Aslında Kılıçdaroğlu’nun yapmak istediği, bu algıyı kırmak ve tüm olmaz diyenlere karşı altılı masayı ayakta tutma çabalarının sebebi de buydu.
Fakat olmadı!
Çünkü bu algıyı yıkmaya çalışmak görevini de yine CHP üstlenmek zorunda kaldı.
Ve genele baktığımızda Saadet Partisi en azından taşıdığı kimlik sebebiyle muhafazakarlık yönünden eleştirilerin hedefi olmazken,
Gelecek ve DEVA Partisini; AK Parti’ye oy vermek istemeyen muhafazakar seçmenin AK Partinin uzantısı olarak görmesi,
Ve AK Partililerin de partilerinden ayrıldıkları için hain olarak lanse ederek, iyice pasivize olmalarını sağladı.
Hal böyle olunca da; Gelecek ve DEVA Partisi seçim çalışmaları boyunca muhafazakar seçmeni ikna etmeleri bir kenara ancak kendilerine yapılan eleştirileri yanıtlama, savunma durumunda kaldılar.
Ve aslında bu durum Kılıçdaroğlu’nun omuzlarına binen yükü daha da arttırmış oldu.
Sonuç itibariyle de;
Kılıçdaroğlu kaybetse de kurduğu ittifak sayesinde, bu partilerle CHP listelerinden mecliste yer alarak bir nevi kendilerince kazanmış oldular diyebiliriz.
Bu arada Saadet Partisi de önceki genel seçimde olduğu gibi yine CHP listelerinden, üstelik bu kez daha çok milletvekili çıkararak, mecliste yer almış oldu.
Aslında bir birleriyle benzerlikleri olmasa da, bahsettiğim bu durum Erdoğan için de geçerli ve benzerlikler var diyebiliriz.
Malum seçim telaşıyla o da çokça eleştirilere sebep olan HÜDAPAR’ ı ve yine alacağı oy potansiyeli ortada olan DSP’ yi listelerine aldı. Devamında da birinci turda aldığı oylarla reklamını fazlaca yapan Sinan Oğan da ikini turda Erdoğan’ın yanında saf tuttu.
Sonuçta 2012’de kurulan ama bir türlü meclise giremeyen HÜDAPAR, bu kez AK Parti listelerinde yer alarak makus talihini yendi ve meclise girmeyi başardı.

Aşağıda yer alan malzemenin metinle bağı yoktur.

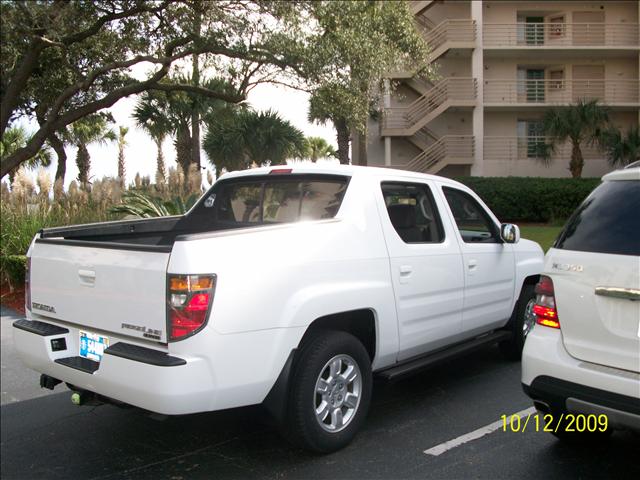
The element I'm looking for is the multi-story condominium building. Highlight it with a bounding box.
[356,0,639,177]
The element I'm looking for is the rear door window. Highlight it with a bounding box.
[381,182,445,244]
[555,180,640,256]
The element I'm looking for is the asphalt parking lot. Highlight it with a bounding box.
[1,307,638,480]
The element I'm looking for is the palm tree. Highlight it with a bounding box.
[541,99,610,178]
[117,126,129,186]
[303,136,337,162]
[0,126,52,183]
[66,114,116,189]
[203,109,306,174]
[599,125,640,168]
[132,76,238,180]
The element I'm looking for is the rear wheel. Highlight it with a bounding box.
[286,330,372,453]
[500,283,537,360]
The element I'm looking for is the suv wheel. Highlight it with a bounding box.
[287,330,372,453]
[500,283,537,360]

Bu arada unutmadan; HÜDAPAR’ın 2018 genel seçimlerde aldığı oy 157 bin 612’ydi.
Ve DSP de 1 kişiyle bile olsa yıllar sonra meclise girmeyi başardı.
Ve Sinan Oğan'ın kendininmiş gibi algı yaptığı oy rakamlarını kullanarak, seçim öncesi çarçabuk yaptığı pazarlıkla belli ki AK Parti de iyi bir yer kapacağı muhakkak...
...
Tam da bu noktada başlıkta yazdığım gibi sizce kazanan kim oldu bu durumda!
İttifaklar mı, İttifak içindeki partiler mi, yoksa adaylar mı?
Veya en mühimi; seçimin sonucunda, vatandaş kaybeden mi yoksa kazanan mı oldu!